How do you measure 'insider threats' in your organization?
If your answer is "We don't!", then I have to wonder how you are managing insider threats.
Without suitable metrics, how do you figure out how much of a problem you might have from employees, contractors, consultants, temps and interns? How do you determine where best to spend your security budget? How do you persuade management to loosen the purse strings sufficiently to address the risks? I guess you guess!
The NoticeBored discussion paper breaks down 'insider threat' into chunks that can be measured sensibly.
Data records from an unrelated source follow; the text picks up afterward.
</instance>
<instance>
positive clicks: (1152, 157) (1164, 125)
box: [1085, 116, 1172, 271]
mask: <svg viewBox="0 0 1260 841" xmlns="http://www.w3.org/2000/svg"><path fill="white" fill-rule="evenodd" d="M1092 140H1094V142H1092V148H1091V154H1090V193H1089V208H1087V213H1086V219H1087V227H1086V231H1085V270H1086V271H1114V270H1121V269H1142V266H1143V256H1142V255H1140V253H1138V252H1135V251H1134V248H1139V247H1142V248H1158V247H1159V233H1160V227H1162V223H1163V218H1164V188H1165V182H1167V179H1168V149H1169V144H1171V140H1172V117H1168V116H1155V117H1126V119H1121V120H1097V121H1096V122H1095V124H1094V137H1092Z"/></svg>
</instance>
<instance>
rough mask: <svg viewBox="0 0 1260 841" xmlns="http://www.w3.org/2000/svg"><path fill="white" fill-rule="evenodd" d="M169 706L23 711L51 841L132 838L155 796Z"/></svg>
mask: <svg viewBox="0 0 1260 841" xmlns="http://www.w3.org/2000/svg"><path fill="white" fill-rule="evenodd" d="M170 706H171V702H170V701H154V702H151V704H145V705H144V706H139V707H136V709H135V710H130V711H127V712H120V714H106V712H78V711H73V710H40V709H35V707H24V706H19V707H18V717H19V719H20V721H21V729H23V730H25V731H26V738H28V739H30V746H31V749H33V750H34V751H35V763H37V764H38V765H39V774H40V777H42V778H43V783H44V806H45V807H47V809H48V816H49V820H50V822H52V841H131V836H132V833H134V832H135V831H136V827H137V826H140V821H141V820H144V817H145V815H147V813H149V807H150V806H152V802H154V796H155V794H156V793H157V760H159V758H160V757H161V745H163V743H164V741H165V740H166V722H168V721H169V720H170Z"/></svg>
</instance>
The main divide falls between deliberate attacks (such as frauds by insiders) and accidents (such as mistakenly overwriting the entire production database - don't laugh, it happened to me 25 years ago and the nightmare still haunts me today!).
The paper picks up on one of the most productive sources of information security metrics: the IT Help/Service Desk's problem and incident management process. Most mid-to-large organizations these days route employee queries and problem reports through a centralized helpdesk function that acts as a clearing house, offering first-line support and routing unresolved calls to the appropriate resolving agencies for specialist help. A valuable core part of their role is to ask questions and record information about calls in the ticketing system, tracking the calls through to completion. The system, then, is a goldmine of information about queries, problems, events, incidents and other issues, including "near misses" (assuming the organization is sufficiently clued-up to encourage workers to report close-shaves as well as actual incidents).
If this is all Greek to you, find a spare hour or two to speak to a helpdesk supervisor about the call-ticketing system, about how calls are categorized and recorded, and how to squeeze suitable reports out of the system ... but, before you get completely carried away on a wave of enthusiasm, planning how to use all that sexy statistical and textual information, think very carefully about what you are doing. The availability of information is not, in fact, the main concern when designing security metrics. A far more important issue is to figure out what you want to know, what questions need to be answered. Conceiving questions that fit the available answers is putting the cart before the horse.